These time points were chosen in order to estimate the impact of the treatment on acute/necrotic and late/apoptotic cell death (Fujikawa, 1996 and Weise et al., 2005). Rats were anaesthetized Antidiabetic Compound Library order with chloral hydrate and transcardially perfused with a solution of paraformaldehyde (PF 4%) in phosphate buffer (PB 0.1 M). The brains were removed immediately after perfusion and post-fixed with a solution of PF 4% and sucrose
(30%) in PB 0.1 M. Fifty-micron coronal sections through the entire extension of the hippocampus were obtained using a cryostat (−18 °C), mounted on glass slides, and stained with cresyl violet (Nissl). The estimative of total number of neurons in the CA1 hippocampal sub-region and the hilus of the dentate gyrus was obtained in five animals per group using the stereological method optical fractionator (West et al., 1991). Briefly, every fifth section was selected, resulting in a section sampling fraction of 0.2 (ssf = 0.2). In each section, the hippocampal subfield CA1 and the hilus of the dentate gyrus were identified according to a brain atlas ( Paxinos and Watson, 1982). Disector counting probes (25 μm × 25 μm) were uniform and randomly distributed through
the hippocampus (right and left). Each disector correspond to an area (a) of 625 μm2 and the distance between counting frames (x,y step) was 250 μm, resulting in an area sampling fraction of 0.01 (asf = 0.01). Neuronal cell bodies (tops) were counted through the entire thickness of each section, resulting in a thickness sampling fraction of 1 (tsf = 1). Alisertib The estimative of total neuronal cell number (N) for each region was calculated using the formula ( West et al., 1991): N=∑Q−⋅1ssf⋅1asf⋅1tsfwhere ΣQ− is the number of counted neurons, tsf is the thickness sampling fraction, asf is the area sampling fraction, and ssf is the
section sampling fraction. A pilot study showed that this sampling scheme produced acceptable coefficients of error (CE) and variance (CV) ( West et al., 1991 and Keuker et al., 2001).

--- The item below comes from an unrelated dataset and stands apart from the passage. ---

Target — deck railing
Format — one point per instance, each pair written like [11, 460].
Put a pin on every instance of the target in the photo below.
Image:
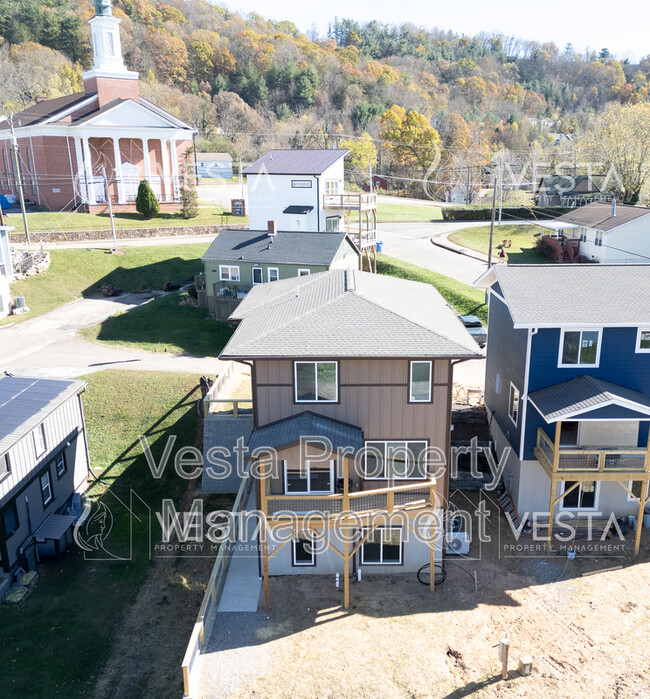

Caspase-1 and -3 activities else were studied in five animals per group using the method described by Thornberry et al. (1997) and modified by Belizario et al. (2001). Rats were killed, hippocampi were dissected at 4 °C and added to 20 mM HEPES buffer (pH 7.4) that contained 2 mM EDTA, 0.1% CHAPS, 10% sucrose, 0.1% PMSF, 0.1% benzamidin, 0.1% antipain, 0.1% TLCK, 0.1% chemostatin and 0.1% pepstatin (5 μl homogenization buffer/mg tissue). Homogenates were obtained by mechanically disrupting the tissue three times on dry-ice, with thawing in an ice bath, interpolated by 1 min of moderate vortex shaking. Samples were centrifuged at 12,000 × g for 40 min at 4 °C to remove cellular debris. Total proteins were determined in the supernatants using the Bio-Rad Protein Assay (Bio-Rad Labs, Germany).